Acne, Mobile Phones, & Teenagers.
I have been doing some thinking about the number of teenagers with mobile phones. There has been a lot of talk in the media recently about sexting, cyber-bullying, and the like. While these are serious and important concerns, little attention seems to be given to the context of these evolving problems. While not wishing to diminish the gravity of these social problems, they need to be considered in proportion to the proliferation rate of the technology involved.

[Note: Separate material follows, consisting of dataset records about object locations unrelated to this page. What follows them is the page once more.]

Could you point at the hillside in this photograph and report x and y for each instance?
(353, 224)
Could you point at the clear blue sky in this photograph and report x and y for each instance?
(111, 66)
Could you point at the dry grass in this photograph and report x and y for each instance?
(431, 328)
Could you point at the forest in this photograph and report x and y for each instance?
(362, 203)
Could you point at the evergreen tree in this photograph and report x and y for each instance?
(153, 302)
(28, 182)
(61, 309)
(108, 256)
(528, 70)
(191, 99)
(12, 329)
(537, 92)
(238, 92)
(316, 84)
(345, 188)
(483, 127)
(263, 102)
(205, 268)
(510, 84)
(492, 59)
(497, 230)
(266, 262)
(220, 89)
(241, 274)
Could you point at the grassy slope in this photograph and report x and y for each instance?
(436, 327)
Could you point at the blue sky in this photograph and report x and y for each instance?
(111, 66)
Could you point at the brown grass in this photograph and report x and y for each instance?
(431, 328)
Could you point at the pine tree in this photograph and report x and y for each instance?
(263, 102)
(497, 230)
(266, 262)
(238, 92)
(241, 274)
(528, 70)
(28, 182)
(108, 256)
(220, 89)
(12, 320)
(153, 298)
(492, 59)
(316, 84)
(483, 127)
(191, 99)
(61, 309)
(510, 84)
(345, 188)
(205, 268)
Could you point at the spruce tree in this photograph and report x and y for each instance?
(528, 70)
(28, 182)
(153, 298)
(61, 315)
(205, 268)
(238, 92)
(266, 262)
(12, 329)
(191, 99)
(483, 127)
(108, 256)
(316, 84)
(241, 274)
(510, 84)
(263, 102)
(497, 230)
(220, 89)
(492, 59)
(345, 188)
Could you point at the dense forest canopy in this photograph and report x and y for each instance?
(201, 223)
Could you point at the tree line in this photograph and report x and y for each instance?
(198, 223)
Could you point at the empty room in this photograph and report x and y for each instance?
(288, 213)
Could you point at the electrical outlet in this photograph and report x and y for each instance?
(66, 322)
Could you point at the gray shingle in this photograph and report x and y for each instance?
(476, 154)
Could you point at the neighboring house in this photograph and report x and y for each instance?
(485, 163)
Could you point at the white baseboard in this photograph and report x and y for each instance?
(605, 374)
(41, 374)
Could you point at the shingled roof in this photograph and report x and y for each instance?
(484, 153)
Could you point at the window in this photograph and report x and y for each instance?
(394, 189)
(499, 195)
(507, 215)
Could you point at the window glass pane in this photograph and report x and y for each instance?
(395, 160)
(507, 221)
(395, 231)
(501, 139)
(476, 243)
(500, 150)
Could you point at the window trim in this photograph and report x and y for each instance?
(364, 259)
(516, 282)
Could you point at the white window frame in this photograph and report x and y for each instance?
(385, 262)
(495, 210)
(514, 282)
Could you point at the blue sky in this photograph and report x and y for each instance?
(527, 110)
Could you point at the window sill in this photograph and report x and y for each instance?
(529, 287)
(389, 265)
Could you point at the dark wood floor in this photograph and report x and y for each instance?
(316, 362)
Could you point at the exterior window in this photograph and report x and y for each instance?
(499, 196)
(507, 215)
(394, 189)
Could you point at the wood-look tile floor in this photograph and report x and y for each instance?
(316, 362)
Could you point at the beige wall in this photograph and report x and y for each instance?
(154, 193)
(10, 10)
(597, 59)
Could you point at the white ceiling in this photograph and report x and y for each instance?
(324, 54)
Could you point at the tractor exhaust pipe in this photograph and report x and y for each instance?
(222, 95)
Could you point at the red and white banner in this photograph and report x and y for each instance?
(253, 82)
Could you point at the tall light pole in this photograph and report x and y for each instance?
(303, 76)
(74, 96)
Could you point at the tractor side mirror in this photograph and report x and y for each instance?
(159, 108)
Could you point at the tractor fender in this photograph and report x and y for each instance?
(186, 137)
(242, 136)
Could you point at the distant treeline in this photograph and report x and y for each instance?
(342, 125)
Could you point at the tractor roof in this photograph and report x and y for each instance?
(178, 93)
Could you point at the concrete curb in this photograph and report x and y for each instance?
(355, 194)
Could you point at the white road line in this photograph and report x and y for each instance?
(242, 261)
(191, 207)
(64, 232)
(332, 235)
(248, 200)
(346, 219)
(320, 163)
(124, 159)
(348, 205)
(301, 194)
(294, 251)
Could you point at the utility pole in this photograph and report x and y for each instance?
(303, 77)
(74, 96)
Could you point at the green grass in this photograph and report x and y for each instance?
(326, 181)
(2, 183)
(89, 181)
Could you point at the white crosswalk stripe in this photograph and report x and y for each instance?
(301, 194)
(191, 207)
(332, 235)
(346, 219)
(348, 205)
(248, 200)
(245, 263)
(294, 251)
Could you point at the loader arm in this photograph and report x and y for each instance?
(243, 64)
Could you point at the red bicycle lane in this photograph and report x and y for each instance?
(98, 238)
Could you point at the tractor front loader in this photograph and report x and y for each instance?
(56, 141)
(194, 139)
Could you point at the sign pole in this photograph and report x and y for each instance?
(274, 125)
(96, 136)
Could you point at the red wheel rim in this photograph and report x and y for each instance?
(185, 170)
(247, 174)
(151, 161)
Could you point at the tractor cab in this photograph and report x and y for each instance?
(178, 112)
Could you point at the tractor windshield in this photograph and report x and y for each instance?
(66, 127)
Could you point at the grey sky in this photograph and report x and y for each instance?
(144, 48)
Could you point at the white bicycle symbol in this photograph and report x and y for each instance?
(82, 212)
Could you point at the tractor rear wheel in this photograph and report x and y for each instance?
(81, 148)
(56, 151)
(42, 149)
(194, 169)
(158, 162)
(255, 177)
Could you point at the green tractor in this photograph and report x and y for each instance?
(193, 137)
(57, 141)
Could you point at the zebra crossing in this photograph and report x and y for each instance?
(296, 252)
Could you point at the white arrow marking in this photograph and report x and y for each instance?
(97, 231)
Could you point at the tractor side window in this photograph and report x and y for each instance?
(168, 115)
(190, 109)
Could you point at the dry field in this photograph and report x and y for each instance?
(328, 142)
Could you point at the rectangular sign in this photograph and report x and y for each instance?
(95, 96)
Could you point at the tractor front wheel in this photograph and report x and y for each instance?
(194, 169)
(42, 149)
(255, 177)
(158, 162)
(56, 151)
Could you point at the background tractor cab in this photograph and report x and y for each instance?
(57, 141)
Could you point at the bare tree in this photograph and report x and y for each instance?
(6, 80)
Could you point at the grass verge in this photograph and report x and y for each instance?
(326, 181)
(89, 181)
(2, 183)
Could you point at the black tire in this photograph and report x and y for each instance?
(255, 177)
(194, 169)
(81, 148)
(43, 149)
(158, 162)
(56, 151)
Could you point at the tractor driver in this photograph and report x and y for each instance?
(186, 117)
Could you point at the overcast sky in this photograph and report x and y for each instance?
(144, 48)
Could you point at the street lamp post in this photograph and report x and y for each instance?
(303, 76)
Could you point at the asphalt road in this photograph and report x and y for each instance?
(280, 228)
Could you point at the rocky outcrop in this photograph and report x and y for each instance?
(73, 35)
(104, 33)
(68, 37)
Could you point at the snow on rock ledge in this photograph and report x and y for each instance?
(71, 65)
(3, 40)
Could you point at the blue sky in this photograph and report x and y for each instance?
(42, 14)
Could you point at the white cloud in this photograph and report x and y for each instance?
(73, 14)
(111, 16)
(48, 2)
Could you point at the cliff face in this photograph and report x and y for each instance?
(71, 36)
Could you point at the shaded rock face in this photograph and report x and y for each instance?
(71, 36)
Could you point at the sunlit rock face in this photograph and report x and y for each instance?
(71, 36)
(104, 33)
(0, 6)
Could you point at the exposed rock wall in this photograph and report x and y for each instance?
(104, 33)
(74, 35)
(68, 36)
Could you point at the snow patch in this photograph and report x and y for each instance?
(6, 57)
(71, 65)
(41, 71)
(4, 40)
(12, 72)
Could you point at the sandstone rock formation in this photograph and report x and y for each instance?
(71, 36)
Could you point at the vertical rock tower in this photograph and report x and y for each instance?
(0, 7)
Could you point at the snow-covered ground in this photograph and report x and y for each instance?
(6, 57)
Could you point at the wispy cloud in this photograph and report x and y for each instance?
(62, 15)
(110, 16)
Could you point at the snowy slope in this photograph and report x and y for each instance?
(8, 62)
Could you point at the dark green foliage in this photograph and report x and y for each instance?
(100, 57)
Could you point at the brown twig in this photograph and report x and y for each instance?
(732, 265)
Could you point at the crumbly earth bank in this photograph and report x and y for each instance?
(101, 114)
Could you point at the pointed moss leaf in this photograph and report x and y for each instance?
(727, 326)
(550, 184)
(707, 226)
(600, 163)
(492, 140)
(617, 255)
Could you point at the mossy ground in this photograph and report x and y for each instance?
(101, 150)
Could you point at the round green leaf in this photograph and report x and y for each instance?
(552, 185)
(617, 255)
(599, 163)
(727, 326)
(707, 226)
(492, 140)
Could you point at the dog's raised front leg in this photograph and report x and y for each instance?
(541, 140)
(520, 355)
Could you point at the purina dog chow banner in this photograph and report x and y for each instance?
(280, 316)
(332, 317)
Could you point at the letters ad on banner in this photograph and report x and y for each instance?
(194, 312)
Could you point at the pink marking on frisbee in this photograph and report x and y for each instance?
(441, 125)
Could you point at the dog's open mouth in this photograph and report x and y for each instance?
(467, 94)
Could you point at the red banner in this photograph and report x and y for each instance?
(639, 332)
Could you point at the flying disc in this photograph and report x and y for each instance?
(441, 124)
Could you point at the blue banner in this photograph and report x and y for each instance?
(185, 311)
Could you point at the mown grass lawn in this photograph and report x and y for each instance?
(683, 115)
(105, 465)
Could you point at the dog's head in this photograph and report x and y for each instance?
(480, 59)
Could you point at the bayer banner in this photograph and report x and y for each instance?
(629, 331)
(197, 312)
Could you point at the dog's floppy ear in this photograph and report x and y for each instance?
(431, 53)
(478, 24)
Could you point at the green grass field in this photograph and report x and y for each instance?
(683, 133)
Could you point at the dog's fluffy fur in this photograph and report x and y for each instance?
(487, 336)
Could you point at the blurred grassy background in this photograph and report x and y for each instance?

Take a moment to consider the sheer size of mobile phone usage.
Mobile Phone Stats
The International Telecommunication Union (ITU), has predicted that by the end of this year, 2010, there will be more than 5 billion mobile phone subscriptions worldwide.
In 2007 mobile phone subscriptions started to out number people in Australia: 21.26 million subscriptions for 21.01 million people.
In Australia over 83% of teenagers own a mobile phone, that means there are as many teenagers with a mobile as there are with acne (it makes an interesting headline).
40% of Australian kids have a their own mobile phone by the age of 13.
Over 90% of teenagers regularly use a mobile phone.
In the United States over 75% of teenagers own a mobile phone.
Of these teenagers 1 in 3 send over 100 text messages a day.
Of the nearly 10million Australians who have used social media sites over 25% of them have done so with mobile technology.
78% of those who used social media used it to post photos. More than 60% of those social media users are under the age of 35.
Social networking traffic now rivals search engine traffic on the internet.
With so many teenagers having and using mobile phones it is only logical to expect that many of the traditional challenges of adolescence would be find expression through this new technology. In the same way the incredible uptake of social networking sites and the increasing easy mobile access will only exacerbate any already developing trend. Of course this does not mean there are not serious issues confronting teenagers and their use, or mis-use, of new technology, but it does put the issues in a proper perspective.
In future posts we will explore the ramification of such high rates of mobile and social media technology, but for now I am going to ponder that for every teenager that has acne there is a teenager with a mobile phone subscription.